Judi Scott writes about her week-long adventure at the Salt Lake Institute of Genealogy as a student in the Advanced Genealogical Methods track, led by Thomas W. Jones. I’m so jealous. But someday, I shall be that student. Oh, yes, I shall.
Trouble with the genealogical terminology in Judi’s post? Elizabeth Shown Mills’ QuickLessons can help sort that out.
Randy Seaver writes about Pinball Genealogy using an example of how he handles Ancestry.com hints. Randy’s inspiration for the post was DearMYRTLE’s post, The pinball approach to genealogical research, which was itself inspired by her time in Tom Jones’ Advanced Genealogical Methods track at SLIG. (Did I mention my envy?) The two debated this subject back and forth for several days after the initial posts. Be sure to read the follow-ups.
Sardis Methodist Church and Cemetery, located in the Buckhead community of Atlanta, have been listed in the National Registry of Historic Places.
For those following budgetary issues with the Georgia Archives, you may be interested in reading Vivian Price Saffold’s post Governor’s recommendation indicates small cut at Georgia Archives Matters. Judy G. Russell also discusses this on her blog, The Legal Genealogist. Sounds like we still have our work cut out for us!
Family History through the Alphabet is a new genealogy blogging meme for genealogists to share topics, heirlooms, stories, and so forth beginning with that week’s letter. Julie Tarr’s post on GenBlog for this week is Family History through the Alphabet – Books, an excellent listing of books available to genealogists both through the library or on the Internet, including a few less well-known resources.
But what happened to Marthy? by Michelle G. Taggart of A Southern Sleuth details a search for a distant relative, and the unexpected places the search led.
Michael Hait answers the question of When you find a document that may be about one of your ancestors, what do you do with it?
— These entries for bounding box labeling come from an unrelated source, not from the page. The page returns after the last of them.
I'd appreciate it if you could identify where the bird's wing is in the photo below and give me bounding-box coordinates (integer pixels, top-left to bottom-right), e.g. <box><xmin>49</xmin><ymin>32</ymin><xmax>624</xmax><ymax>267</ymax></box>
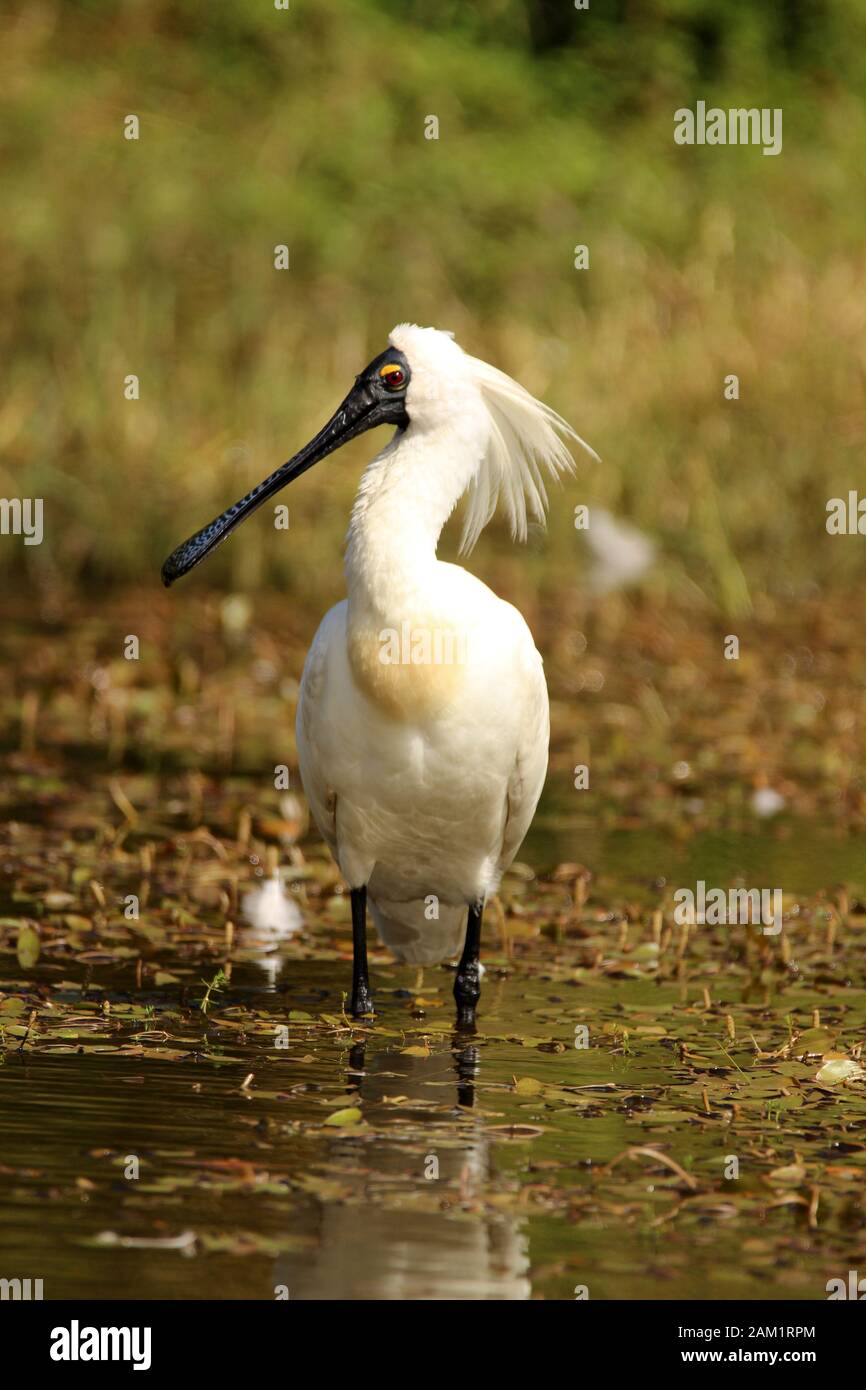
<box><xmin>498</xmin><ymin>642</ymin><xmax>550</xmax><ymax>873</ymax></box>
<box><xmin>295</xmin><ymin>603</ymin><xmax>345</xmax><ymax>853</ymax></box>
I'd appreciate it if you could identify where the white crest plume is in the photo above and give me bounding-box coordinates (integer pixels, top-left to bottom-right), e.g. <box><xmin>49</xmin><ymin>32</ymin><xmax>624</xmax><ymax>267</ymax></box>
<box><xmin>460</xmin><ymin>354</ymin><xmax>598</xmax><ymax>555</ymax></box>
<box><xmin>391</xmin><ymin>324</ymin><xmax>598</xmax><ymax>555</ymax></box>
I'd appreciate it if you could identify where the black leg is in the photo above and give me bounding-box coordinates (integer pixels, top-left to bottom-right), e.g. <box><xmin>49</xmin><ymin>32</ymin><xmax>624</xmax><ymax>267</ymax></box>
<box><xmin>352</xmin><ymin>888</ymin><xmax>373</xmax><ymax>1019</ymax></box>
<box><xmin>452</xmin><ymin>1045</ymin><xmax>480</xmax><ymax>1109</ymax></box>
<box><xmin>455</xmin><ymin>904</ymin><xmax>484</xmax><ymax>1031</ymax></box>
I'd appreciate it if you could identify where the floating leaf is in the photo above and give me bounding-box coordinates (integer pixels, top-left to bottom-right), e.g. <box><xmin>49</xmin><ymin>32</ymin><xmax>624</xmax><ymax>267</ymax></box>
<box><xmin>815</xmin><ymin>1056</ymin><xmax>866</xmax><ymax>1086</ymax></box>
<box><xmin>324</xmin><ymin>1105</ymin><xmax>364</xmax><ymax>1127</ymax></box>
<box><xmin>15</xmin><ymin>922</ymin><xmax>42</xmax><ymax>970</ymax></box>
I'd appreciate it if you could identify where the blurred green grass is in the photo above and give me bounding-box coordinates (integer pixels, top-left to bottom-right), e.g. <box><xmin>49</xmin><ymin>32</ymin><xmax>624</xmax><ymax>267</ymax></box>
<box><xmin>0</xmin><ymin>0</ymin><xmax>866</xmax><ymax>613</ymax></box>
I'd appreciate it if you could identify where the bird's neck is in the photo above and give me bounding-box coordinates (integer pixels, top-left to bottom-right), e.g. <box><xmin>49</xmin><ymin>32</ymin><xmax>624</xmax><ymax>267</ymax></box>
<box><xmin>346</xmin><ymin>425</ymin><xmax>477</xmax><ymax>723</ymax></box>
<box><xmin>346</xmin><ymin>425</ymin><xmax>478</xmax><ymax>626</ymax></box>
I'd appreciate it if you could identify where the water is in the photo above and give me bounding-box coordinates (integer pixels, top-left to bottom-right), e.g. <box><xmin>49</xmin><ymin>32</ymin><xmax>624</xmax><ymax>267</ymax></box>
<box><xmin>0</xmin><ymin>811</ymin><xmax>866</xmax><ymax>1300</ymax></box>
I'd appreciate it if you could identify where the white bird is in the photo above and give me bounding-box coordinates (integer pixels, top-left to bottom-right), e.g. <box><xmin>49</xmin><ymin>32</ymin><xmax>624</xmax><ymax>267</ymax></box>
<box><xmin>163</xmin><ymin>324</ymin><xmax>592</xmax><ymax>1029</ymax></box>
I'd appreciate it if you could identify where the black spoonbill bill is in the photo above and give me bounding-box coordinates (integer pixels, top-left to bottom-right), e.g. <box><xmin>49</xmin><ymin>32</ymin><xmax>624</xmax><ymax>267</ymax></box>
<box><xmin>163</xmin><ymin>324</ymin><xmax>592</xmax><ymax>1029</ymax></box>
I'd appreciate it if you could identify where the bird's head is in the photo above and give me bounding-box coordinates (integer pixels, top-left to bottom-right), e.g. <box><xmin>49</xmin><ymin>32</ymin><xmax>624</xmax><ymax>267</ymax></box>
<box><xmin>163</xmin><ymin>324</ymin><xmax>592</xmax><ymax>587</ymax></box>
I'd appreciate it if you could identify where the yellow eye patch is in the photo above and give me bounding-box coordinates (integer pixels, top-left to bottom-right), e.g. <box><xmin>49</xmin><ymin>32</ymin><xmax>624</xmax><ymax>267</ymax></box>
<box><xmin>379</xmin><ymin>361</ymin><xmax>406</xmax><ymax>386</ymax></box>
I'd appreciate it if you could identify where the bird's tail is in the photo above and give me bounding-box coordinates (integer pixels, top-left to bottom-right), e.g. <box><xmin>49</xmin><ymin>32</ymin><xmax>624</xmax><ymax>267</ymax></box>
<box><xmin>370</xmin><ymin>898</ymin><xmax>468</xmax><ymax>965</ymax></box>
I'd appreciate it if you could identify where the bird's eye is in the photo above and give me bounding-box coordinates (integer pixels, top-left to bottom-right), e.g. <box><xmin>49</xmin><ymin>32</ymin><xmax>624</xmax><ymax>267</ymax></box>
<box><xmin>379</xmin><ymin>361</ymin><xmax>406</xmax><ymax>391</ymax></box>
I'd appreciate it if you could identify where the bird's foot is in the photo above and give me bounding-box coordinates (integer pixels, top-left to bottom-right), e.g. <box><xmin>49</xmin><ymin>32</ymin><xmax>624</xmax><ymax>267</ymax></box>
<box><xmin>349</xmin><ymin>984</ymin><xmax>375</xmax><ymax>1019</ymax></box>
<box><xmin>455</xmin><ymin>960</ymin><xmax>481</xmax><ymax>1033</ymax></box>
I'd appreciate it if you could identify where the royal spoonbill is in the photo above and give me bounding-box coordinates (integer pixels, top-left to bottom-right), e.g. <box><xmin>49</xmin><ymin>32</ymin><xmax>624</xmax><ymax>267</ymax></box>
<box><xmin>163</xmin><ymin>324</ymin><xmax>592</xmax><ymax>1029</ymax></box>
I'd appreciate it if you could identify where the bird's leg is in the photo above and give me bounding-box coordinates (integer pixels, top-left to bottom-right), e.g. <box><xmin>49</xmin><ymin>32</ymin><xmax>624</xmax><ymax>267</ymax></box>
<box><xmin>452</xmin><ymin>1029</ymin><xmax>480</xmax><ymax>1109</ymax></box>
<box><xmin>455</xmin><ymin>902</ymin><xmax>484</xmax><ymax>1031</ymax></box>
<box><xmin>352</xmin><ymin>888</ymin><xmax>373</xmax><ymax>1019</ymax></box>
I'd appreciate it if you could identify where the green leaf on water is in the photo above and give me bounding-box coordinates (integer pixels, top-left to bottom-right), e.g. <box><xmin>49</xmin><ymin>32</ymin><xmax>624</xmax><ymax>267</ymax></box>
<box><xmin>17</xmin><ymin>922</ymin><xmax>42</xmax><ymax>970</ymax></box>
<box><xmin>322</xmin><ymin>1105</ymin><xmax>363</xmax><ymax>1127</ymax></box>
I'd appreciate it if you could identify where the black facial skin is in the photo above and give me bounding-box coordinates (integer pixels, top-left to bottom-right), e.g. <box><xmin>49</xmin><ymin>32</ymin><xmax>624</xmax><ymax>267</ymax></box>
<box><xmin>163</xmin><ymin>348</ymin><xmax>411</xmax><ymax>588</ymax></box>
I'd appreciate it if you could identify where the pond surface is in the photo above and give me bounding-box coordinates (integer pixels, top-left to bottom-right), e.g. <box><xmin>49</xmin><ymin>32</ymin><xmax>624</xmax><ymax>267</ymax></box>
<box><xmin>0</xmin><ymin>592</ymin><xmax>866</xmax><ymax>1300</ymax></box>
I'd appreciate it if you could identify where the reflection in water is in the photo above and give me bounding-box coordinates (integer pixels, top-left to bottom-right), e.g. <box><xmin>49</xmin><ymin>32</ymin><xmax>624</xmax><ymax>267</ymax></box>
<box><xmin>274</xmin><ymin>1037</ymin><xmax>531</xmax><ymax>1300</ymax></box>
<box><xmin>240</xmin><ymin>873</ymin><xmax>303</xmax><ymax>984</ymax></box>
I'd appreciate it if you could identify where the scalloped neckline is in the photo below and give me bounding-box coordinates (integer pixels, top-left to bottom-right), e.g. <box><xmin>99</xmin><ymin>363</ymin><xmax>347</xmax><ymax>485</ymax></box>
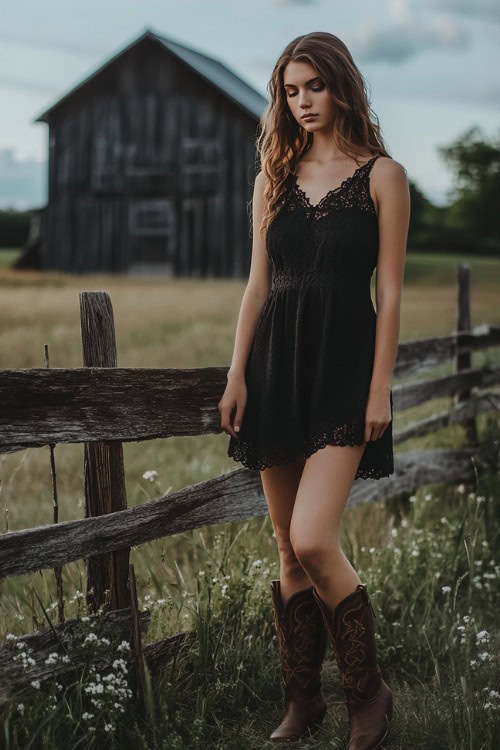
<box><xmin>290</xmin><ymin>154</ymin><xmax>379</xmax><ymax>210</ymax></box>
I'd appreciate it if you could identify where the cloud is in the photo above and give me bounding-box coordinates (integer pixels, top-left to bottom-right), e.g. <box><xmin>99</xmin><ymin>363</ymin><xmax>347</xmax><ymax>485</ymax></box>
<box><xmin>429</xmin><ymin>0</ymin><xmax>500</xmax><ymax>23</ymax></box>
<box><xmin>0</xmin><ymin>147</ymin><xmax>47</xmax><ymax>209</ymax></box>
<box><xmin>0</xmin><ymin>75</ymin><xmax>59</xmax><ymax>96</ymax></box>
<box><xmin>352</xmin><ymin>0</ymin><xmax>470</xmax><ymax>64</ymax></box>
<box><xmin>271</xmin><ymin>0</ymin><xmax>317</xmax><ymax>7</ymax></box>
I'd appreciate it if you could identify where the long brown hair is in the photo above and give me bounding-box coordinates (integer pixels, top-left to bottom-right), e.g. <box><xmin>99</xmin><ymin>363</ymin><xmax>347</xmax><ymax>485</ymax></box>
<box><xmin>256</xmin><ymin>31</ymin><xmax>390</xmax><ymax>230</ymax></box>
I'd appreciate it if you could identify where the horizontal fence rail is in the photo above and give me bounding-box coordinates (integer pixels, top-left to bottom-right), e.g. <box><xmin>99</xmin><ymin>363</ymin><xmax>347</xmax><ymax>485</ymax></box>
<box><xmin>0</xmin><ymin>326</ymin><xmax>500</xmax><ymax>453</ymax></box>
<box><xmin>0</xmin><ymin>272</ymin><xmax>500</xmax><ymax>704</ymax></box>
<box><xmin>0</xmin><ymin>448</ymin><xmax>484</xmax><ymax>577</ymax></box>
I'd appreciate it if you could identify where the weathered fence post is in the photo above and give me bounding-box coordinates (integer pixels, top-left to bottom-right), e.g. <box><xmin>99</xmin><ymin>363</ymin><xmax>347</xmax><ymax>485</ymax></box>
<box><xmin>455</xmin><ymin>263</ymin><xmax>478</xmax><ymax>445</ymax></box>
<box><xmin>80</xmin><ymin>292</ymin><xmax>130</xmax><ymax>611</ymax></box>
His answer may surprise you!
New Hope Cemetery, an African American burial ground located near Franklin (in Macon Co., NC), was rediscovered by one of my son’s fellow Boy Scouts, Andrew Baldwin, who is in the process of cleaning it up. Way to go, Drew!
Ok, ok, just one more. (I know I’m running a little long this week.) On The Migration of Jacob Wiley Eudy over at Job’s Children, all I can say is, Wow! Look at those pictures!